A clunk. Holly’s breath became audible, joining the rhythm of the dripping water. Jamie’s eyes fixed blindly into the middle distance behind Samira, as if he were also conjuring an image of Holly, stethoscope pressed against the metal door, turning the dial, listening to whatever it was you listened to when you cracked a safe. Who knew safecrackers actually used stethoscopes? On the car clock, three endless minutes flicked by.

“Okay,” Holly whispered. “It’s a five-digit code.”

Jamie refocused on Samira. She widened her eyes. All that time just to figure out how many numbers she had to crack?

Samira’s laptop chimed and lit up, making her jump.

“Oh my God,” she said to Jamie. “It’s the alert I set up for Charlotte. She’s online.” Hope sparked in her belly, then extinguished. “Or someone else is using her credentials.”

“Can you tell the difference?”

Samira tried a few web pages. “Nothing on her public social media, and I don’t want to risk logging in to my social media to check her private accounts—not on the hotel’s Wi-Fi. I’ll check if she’s been in the game.” She brought up “Cosmos.” “Oh God. She hasn’t been in here but Erebus has.” She clicked into the world where Charlotte had left the message. “There’s a new treasure chest, left a couple of hours ago. Damn, I should have checked.” She clicked on it. “It’s password-protected.”

“Shite.”

“Hang on. The password is a security question.” She clicked through. “Jagger’s favorite food. Okay, that’s kind of creepy.” She typedkitfoand hit Enter. “I’m in. This person knew Latif well.”

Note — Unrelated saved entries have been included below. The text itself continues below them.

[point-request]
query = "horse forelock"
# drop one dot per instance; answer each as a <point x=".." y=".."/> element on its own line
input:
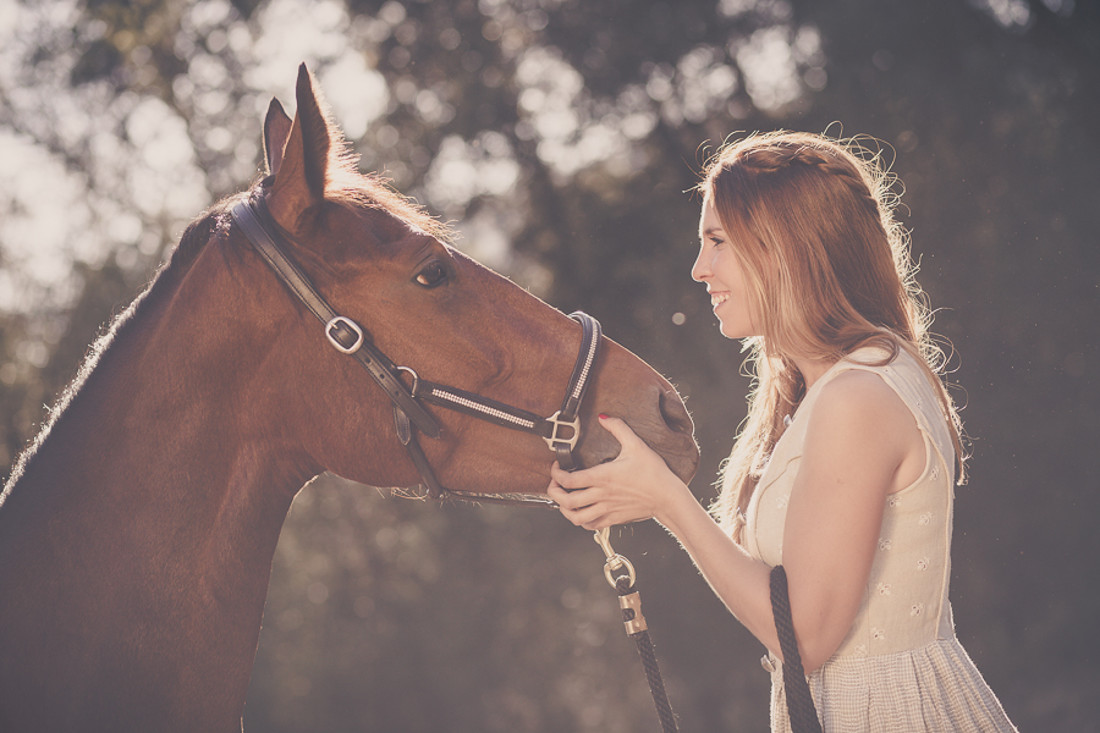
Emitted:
<point x="349" y="187"/>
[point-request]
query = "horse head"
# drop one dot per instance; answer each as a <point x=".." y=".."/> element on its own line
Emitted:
<point x="391" y="269"/>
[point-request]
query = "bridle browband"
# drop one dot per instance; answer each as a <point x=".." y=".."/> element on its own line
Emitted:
<point x="560" y="430"/>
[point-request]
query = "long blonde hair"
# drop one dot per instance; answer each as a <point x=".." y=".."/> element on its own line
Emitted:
<point x="829" y="270"/>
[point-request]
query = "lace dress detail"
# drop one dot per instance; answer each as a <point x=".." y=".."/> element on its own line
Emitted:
<point x="900" y="668"/>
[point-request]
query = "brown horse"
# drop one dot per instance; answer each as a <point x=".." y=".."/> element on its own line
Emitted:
<point x="136" y="534"/>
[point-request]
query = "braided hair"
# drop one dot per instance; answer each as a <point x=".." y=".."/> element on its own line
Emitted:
<point x="829" y="269"/>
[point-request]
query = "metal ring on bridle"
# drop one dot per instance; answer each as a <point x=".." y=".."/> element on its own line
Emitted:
<point x="616" y="562"/>
<point x="416" y="379"/>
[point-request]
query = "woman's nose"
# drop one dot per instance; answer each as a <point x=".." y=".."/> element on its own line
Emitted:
<point x="701" y="269"/>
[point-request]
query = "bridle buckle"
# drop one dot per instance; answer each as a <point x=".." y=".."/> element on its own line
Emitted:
<point x="554" y="439"/>
<point x="340" y="327"/>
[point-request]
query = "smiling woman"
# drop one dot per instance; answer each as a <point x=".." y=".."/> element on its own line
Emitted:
<point x="844" y="473"/>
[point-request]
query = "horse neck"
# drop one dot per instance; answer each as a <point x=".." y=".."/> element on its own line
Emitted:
<point x="155" y="436"/>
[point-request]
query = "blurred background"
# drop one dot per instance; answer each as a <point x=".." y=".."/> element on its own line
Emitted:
<point x="560" y="137"/>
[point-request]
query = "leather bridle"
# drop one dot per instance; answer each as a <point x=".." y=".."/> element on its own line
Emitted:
<point x="560" y="430"/>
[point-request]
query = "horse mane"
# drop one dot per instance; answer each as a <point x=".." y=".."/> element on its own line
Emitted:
<point x="345" y="185"/>
<point x="195" y="237"/>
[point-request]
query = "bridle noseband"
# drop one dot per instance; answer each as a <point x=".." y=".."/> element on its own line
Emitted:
<point x="560" y="430"/>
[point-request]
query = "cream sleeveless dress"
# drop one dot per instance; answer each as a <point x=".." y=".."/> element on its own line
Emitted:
<point x="900" y="668"/>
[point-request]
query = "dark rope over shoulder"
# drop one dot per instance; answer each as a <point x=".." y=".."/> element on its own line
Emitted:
<point x="630" y="602"/>
<point x="800" y="703"/>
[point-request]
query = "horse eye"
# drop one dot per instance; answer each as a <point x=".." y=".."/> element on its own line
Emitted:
<point x="432" y="275"/>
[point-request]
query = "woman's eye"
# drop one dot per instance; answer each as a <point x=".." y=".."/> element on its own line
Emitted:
<point x="432" y="275"/>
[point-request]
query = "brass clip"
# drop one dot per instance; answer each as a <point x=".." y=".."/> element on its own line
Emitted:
<point x="615" y="561"/>
<point x="631" y="613"/>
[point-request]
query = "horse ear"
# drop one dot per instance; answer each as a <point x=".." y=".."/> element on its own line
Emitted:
<point x="303" y="168"/>
<point x="276" y="131"/>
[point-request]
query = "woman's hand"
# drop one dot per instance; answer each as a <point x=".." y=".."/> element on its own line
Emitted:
<point x="637" y="485"/>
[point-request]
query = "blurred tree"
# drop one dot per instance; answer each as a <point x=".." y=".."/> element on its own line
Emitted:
<point x="561" y="137"/>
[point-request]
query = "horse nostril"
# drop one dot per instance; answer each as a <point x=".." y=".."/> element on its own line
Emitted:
<point x="674" y="413"/>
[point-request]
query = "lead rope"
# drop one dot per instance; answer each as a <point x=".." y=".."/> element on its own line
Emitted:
<point x="620" y="576"/>
<point x="800" y="702"/>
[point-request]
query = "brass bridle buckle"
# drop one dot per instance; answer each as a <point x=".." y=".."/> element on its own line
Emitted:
<point x="556" y="440"/>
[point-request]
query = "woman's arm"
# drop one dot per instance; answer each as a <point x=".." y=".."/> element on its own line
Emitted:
<point x="859" y="436"/>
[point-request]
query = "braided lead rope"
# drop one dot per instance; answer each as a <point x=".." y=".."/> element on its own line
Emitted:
<point x="620" y="576"/>
<point x="630" y="602"/>
<point x="800" y="703"/>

As Samira read, the earpiece crackled. “Good news, for those of you listening at home,” Holly said. “I have the fob. Heading back.”

Samira looked at Jamie. It worked. It actually worked.

“What’s the message?” he said, nodding at the laptop.

“It’s a British cell phone number, with the phone provider’s website and a PIN. And a note—‘This guy has Vespa.’” Samira zeroed in on the number. “That’s the phone we stole from the goon at the hospital. We already have access to his information. This doesn’t help.”

“Are you sure?”

“I remember numbers. It had a lot of sevens in it. It’s the same...” Through the earpiece, Holly reported they were safely back in the elevator. “Hold on. No, it’s not the same. That number ended in a five. This one’s a four. They’re sequential—it’s one of the phones our goon in the hospital was communicating with. Shit.”

“What does that mean?”

“It means that I can log in to the provider website and maybe track the movements of this second phone. If it indeed belongs to someone who’s been involved with Charlotte’s disappearance, I might be able to triangulate the movements of the two phones with the location she’s just logged on from.”

“I love it when I have no idea what you’re saying.”

“It means I might be able to find Charlotte.”

“I like that even more.”

Her hands shook so hard she couldn’t type the web address. She pressed both hands to her chest. Her heart thumped.